When using differential geometry in the context of General Relativity, you are usually taught that the general invariant scalar volume element reads
$$ \mathrm{d}V=\sqrt{|g|}\mathrm{d}x^n $$
for an n-dimensional Riemannian manifold. With $g$ being the determinant of the metric tensor. Cf. for example [1,2] and also the Wikipedia article on volume forms [3].
Now, my question is: Is it just a convention that we use the $\textit{absolute value}$ of the determinant when defining the volume form?
In the Wikipedia article [3] it is mentioned that volume forms are in general not unique. Does this imply that we could equally say that $\mathrm{d}V=\sqrt{g}\mathrm{d}x^n$ is the volume form of choice?
PS: Note that this would imply for the Minkowski metric ($g=\mathrm{diag}(-1,1,1,1)$), that in one incident that volume form would be real and in the other imaginary. See for example this article [4] and the consequences for the complex structure of Quantum Mechanics.
[1] http://www.blau.itp.unibe.ch/newlecturesGR.pdf Eq. 4.47 and 4.51
[2] https://ned.ipac.caltech.edu/level5/March01/Carroll3/Carroll2.html Eq. 2.48
[3] https://en.wikipedia.org/wiki/Volume_form#Riemannian_volume_form
[4] Lindgren, Liukkon 2019: https://www.nature.com/articles/s41598-019-56357-3
Best Answer
The absolute value is "just convention" in some sense, but it is better motivated than your choice of definition might suggest.
In $\mathbb{R}^n$, one typically defines a notion of "volume" such that the volume of the box is given by the product of its side lengths. $$ \text{volume}\left([a_1,b_1]\times\cdots\times[a_n,b_n]\right)=\prod_{i=1}^n|b_i-a_i| $$ This (eventually) leads to the Lebesgue measure on $\mathbb{R}^n$. One could just as easily define the volume of such a box to be some other (negative, or even complex) number, but this would be a rather unusual choice, generally speaking.
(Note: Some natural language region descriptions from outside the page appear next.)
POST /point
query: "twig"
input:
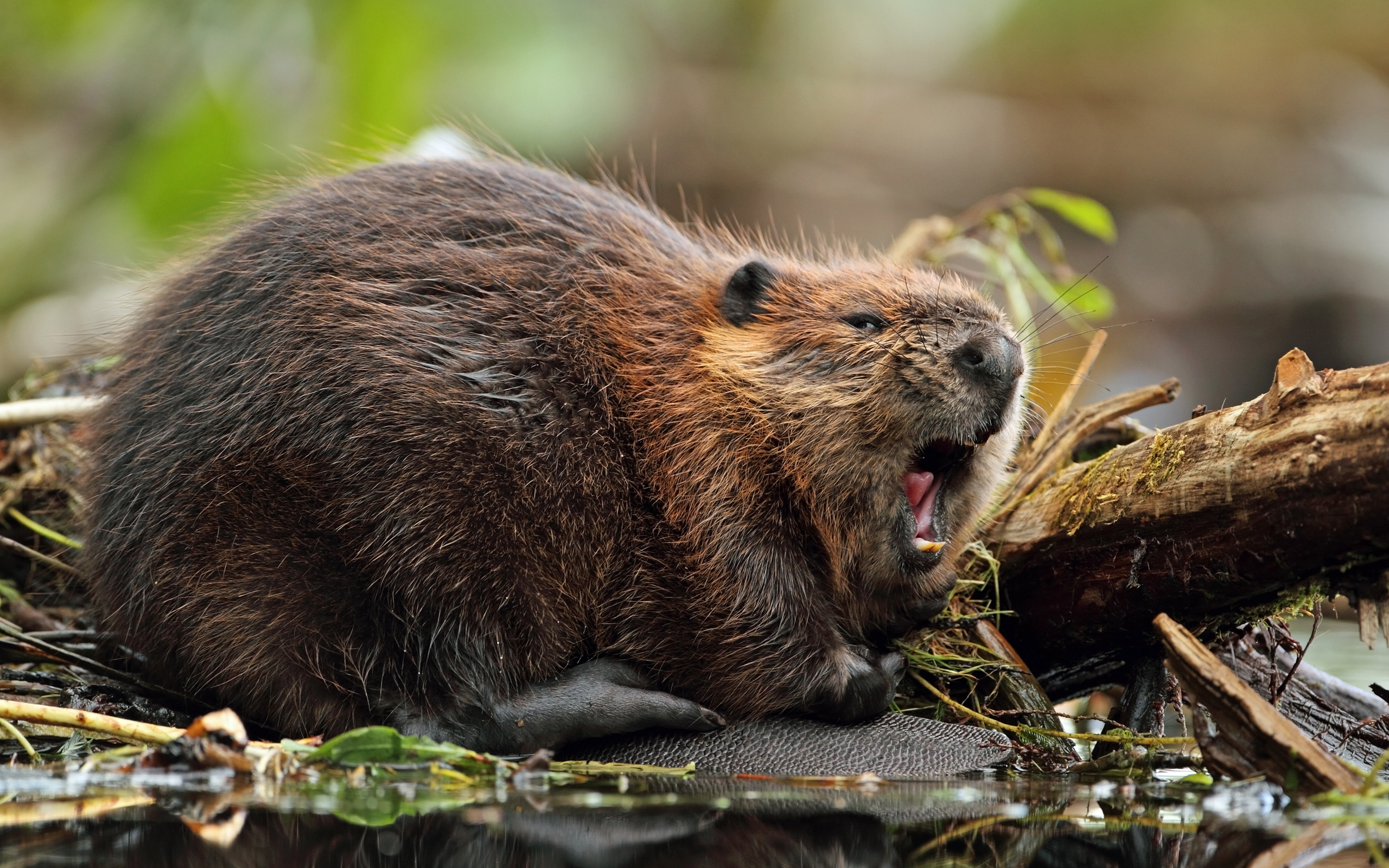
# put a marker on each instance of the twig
(24, 742)
(1251, 731)
(1087, 421)
(36, 556)
(17, 414)
(1302, 652)
(1063, 406)
(100, 668)
(135, 731)
(1082, 737)
(1070, 717)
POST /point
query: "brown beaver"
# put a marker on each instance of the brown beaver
(492, 453)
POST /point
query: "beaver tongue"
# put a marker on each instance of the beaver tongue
(921, 495)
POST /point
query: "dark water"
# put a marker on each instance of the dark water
(393, 820)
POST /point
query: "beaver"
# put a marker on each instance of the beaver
(498, 455)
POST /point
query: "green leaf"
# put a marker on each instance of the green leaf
(1088, 298)
(385, 745)
(366, 745)
(1081, 212)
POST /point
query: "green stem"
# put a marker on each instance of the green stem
(28, 522)
(24, 742)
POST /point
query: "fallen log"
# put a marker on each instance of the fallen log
(1216, 520)
(1252, 738)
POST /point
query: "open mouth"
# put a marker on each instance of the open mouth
(923, 482)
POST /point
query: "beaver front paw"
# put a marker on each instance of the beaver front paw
(857, 685)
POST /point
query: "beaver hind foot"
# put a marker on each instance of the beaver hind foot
(594, 699)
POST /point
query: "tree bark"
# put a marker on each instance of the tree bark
(1210, 521)
(1252, 738)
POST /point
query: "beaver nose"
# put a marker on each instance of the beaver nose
(991, 358)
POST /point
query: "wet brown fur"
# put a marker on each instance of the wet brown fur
(420, 435)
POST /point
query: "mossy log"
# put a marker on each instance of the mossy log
(1217, 520)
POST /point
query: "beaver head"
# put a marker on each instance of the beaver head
(891, 399)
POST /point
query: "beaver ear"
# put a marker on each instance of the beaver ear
(745, 292)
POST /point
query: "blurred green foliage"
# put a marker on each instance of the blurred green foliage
(127, 125)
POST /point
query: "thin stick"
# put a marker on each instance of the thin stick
(36, 556)
(135, 731)
(1302, 652)
(100, 668)
(1063, 406)
(1081, 737)
(17, 414)
(24, 742)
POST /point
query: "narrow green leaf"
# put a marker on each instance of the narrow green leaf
(366, 745)
(1081, 212)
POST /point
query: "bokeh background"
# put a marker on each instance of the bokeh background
(1242, 145)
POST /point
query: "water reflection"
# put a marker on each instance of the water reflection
(705, 821)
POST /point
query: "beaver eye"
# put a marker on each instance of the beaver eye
(866, 323)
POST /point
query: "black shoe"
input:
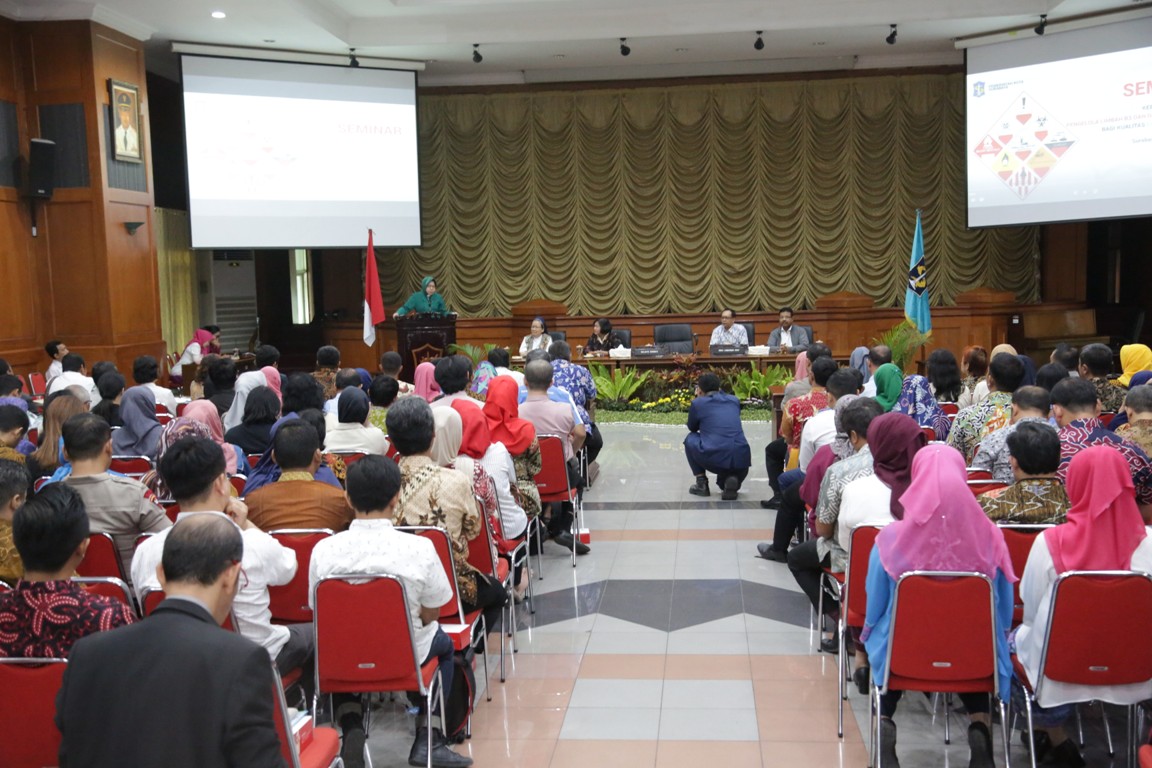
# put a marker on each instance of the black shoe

If one were to make such a choice, it would probably be best to not call the result "volume" to avoid confusion.
On an pseudo-Riemannian $n$-manifold $(M,g)$, there is an analogue of the Labesgue measure which has essentially all the same properties. In the oriented case*, it is most easily described by a differential $n$-form $\omega_g$ known as the Riemann volume form. The analogue of the "volume of a box" condition is an "infinitesimal cube" condition $$\tag{1} \omega_g(e_1,\cdots,e_n)=1 \\ e_1,\cdots,e_n\in T_pM\ \ \ \text{any oriented orthonormal basis} $$ This condition uniquely determines $\omega_g$, and implies the coordinate definition: in oriented coordinates $x^1,\cdots,x^n$, we have $\omega_g=\sqrt{|g|}dx^1\wedge\cdots\wedge dx^n$.
One could just as easily use some other (complex) number in place of $1$ in $(1)$, but the result wouldn't be the Riemann volume form (as it is commonly understood), but some scalar multiple of it.
*There is actually no need for an orientation, provided one uses an $n$-density in place of an $n$-form.